Researcher Degrees of Freedom
April 9, 2012
Another good piece on common misuses of statistics (full details at the bottom of the post) – this one demonstrating (among other things) that listening to different types of music will change your age:
Using the same method as in Study 1, we asked 20 University of Pennsylvania undergraduates to listen to either “When I’m Sixty-Four” by The Beatles or “Kalimba.” Then, in an ostensibly unrelated task, they indicated their birth date (mm/dd/yyyy) and their father’s age. We used father’s age to control for variation in baseline age across participants. An ANCOVA revealed the predicted effect: According to their birth dates, people were nearly a year-and-a-half younger after listening to “When I’m Sixty-Four” (adjusted M = 20.1 years) rather than to “Kalimba” (adjusted M = 21.5 years), F(1, 17) = 4.92, p = .040
The gag here, of course, is that if you have enough data, and you analyse it in enough different ways, you’ll be able to find a statistically significant result almost anywhere. The authors of the paper reproduce this same passage later, with some additional phrases added to give a fuller account of the data collection and analysis process:
Using the same method as in Study 1, we asked 20 34 University of Pennsylvania undergraduates to listen only to either “When I’m Sixty-Four” by The Beatles or “Kalimba” or “Hot Potato” by the Wiggles. We conducted our analyses after every session of approximately 10 participants; we did not decide in advance when to terminate data collection. Then, in an ostensibly unrelated task, they indicated only their birth date (mm/dd/yyyy) and how old they felt, how much they would enjoy eating at a diner, the square root of 100, their agreement with “computers are complicated machines,” their father’s age, their mother’s age, whether they would take advantage of an early-bird special, their political orientation, which of four Canadian quarterbacks they believed won an award, how often they refer to the past as “the good old days,” and their gender. We used father’s age to control for variation in baseline age across participants. An ANCOVA revealed the predicted effect: According to their birth dates, people were nearly a year-and-a-half younger after listening to “When I’m Sixty-Four” (adjusted M = 20.1 years) rather than to “Kalimba” (adjusted M = 21.5 years), F(1, 17) = 4.92, p = .040. Without controlling for father’s age, the age difference was smaller and did not reach significance (Ms = 20.3 and 21.2, respectively), F(1, 18) = 1.01, p = .33.
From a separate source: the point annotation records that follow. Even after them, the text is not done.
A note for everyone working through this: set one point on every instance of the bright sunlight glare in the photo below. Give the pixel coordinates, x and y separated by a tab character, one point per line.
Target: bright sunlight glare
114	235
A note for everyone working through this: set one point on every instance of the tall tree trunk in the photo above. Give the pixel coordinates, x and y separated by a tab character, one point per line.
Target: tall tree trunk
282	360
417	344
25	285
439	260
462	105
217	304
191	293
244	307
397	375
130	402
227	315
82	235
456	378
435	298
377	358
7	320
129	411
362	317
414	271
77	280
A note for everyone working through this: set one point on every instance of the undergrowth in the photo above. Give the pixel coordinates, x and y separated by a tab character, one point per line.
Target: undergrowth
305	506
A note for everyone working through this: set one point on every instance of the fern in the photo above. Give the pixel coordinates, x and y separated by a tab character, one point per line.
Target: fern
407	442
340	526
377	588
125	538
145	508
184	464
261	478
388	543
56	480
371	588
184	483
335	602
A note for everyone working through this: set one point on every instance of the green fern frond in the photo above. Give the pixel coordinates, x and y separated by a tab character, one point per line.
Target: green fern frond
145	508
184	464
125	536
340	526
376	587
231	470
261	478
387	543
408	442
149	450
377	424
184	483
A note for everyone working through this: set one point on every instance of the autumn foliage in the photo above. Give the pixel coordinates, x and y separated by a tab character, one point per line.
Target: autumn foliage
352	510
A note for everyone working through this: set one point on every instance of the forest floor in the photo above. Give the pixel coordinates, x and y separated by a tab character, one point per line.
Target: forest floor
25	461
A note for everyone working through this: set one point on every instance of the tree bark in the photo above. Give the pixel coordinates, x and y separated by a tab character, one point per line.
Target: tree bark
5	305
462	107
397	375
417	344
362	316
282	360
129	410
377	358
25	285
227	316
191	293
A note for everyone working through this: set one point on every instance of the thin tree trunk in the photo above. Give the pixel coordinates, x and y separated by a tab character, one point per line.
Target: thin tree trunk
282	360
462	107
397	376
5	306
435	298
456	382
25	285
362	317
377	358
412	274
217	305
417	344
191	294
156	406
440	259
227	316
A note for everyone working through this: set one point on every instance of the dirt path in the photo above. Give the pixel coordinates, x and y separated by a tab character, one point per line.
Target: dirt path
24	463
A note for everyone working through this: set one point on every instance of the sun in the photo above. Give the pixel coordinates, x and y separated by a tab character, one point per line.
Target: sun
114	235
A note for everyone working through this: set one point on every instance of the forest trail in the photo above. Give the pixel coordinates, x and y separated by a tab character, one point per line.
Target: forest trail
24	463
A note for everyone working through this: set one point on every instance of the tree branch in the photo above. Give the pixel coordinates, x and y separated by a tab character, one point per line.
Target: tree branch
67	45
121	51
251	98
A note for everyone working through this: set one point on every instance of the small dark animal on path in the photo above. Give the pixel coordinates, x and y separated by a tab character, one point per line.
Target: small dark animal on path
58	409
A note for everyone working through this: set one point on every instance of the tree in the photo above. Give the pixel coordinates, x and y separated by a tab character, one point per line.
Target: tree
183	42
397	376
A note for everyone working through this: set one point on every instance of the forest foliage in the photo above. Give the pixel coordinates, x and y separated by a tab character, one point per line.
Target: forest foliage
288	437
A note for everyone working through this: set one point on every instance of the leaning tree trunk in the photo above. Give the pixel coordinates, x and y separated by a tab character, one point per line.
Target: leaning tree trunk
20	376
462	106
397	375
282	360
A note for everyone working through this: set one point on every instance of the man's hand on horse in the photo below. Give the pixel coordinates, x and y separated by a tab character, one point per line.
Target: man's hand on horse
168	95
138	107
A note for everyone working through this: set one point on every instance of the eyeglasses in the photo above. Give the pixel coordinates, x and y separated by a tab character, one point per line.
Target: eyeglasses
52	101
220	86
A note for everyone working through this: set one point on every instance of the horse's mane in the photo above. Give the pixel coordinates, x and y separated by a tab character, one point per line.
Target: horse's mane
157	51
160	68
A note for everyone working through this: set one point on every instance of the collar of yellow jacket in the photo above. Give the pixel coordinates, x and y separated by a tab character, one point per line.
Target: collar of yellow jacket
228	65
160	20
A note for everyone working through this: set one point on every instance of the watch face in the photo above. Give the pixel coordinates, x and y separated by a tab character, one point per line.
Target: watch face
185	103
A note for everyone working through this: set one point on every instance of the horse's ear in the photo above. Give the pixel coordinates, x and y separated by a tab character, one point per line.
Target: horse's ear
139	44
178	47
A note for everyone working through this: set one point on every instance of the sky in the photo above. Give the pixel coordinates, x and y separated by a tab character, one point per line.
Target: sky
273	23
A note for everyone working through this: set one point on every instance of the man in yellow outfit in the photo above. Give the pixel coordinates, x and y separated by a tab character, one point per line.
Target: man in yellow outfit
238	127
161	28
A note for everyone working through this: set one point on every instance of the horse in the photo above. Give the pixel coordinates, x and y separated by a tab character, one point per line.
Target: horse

The authors dub this sort of problem “researcher degrees of freedom”. It is a form of data mining.
In the course of collecting and analyzing data, researchers have many decisions to make: Should more data be collected? Should some observations be excluded? Which conditions should be combined and which ones compared? Which control variables should be considered? Should specific measures be combined or transformed or both?
It is rare, and sometimes impractical, for researchers to make all these decisions beforehand. Rather, it is common (and accepted practice) for researchers to explore various analytic alternatives, to search for a combination that yields “statistical significance,” and to then report only what “worked.” The problem, of course, is that the likelihood of at least one (of many) analyses producing a falsely positive finding at the 5% level is necessarily greater than 5%.
The authors propose a set of guidelines for researchers to follow that will limit “researcher degrees of freedom” –
1. Authors must decide the rule for terminating data collection before data collection begins and report this rule in the article
2. Authors must collect at least 20 observations per cell or else provide a compelling cost-of-data collection justification.
3. Authors must list all variables collected in a study.
4. Authors must report all experimental conditions, including failed manipulations.
5. If observations are eliminated, authors must also report what the statistical results are if those observations are included.
6. If an analysis includes a covariate, authors must report the statistical results of the analysis without the covariate.
These solutions are oriented towards psychology, and many of them relate to the data collection/creation process and its reporting. I don’t know how one might effectively limit “researcher degrees of freedom” in a discipline like economics, where often the data is already public, and the “researcher degrees of freedom” can lie in analytic choices alone.
Joseph P. Simmons, Leif D. Nelson, and Uri Simonsohn, “False-Positive Psychology: Undisclosed Flexibility in Data Collection and Analysis Allows Presenting Anything as Significant” Psychological Science, XX(X) 1–8, 2011 [pdf!]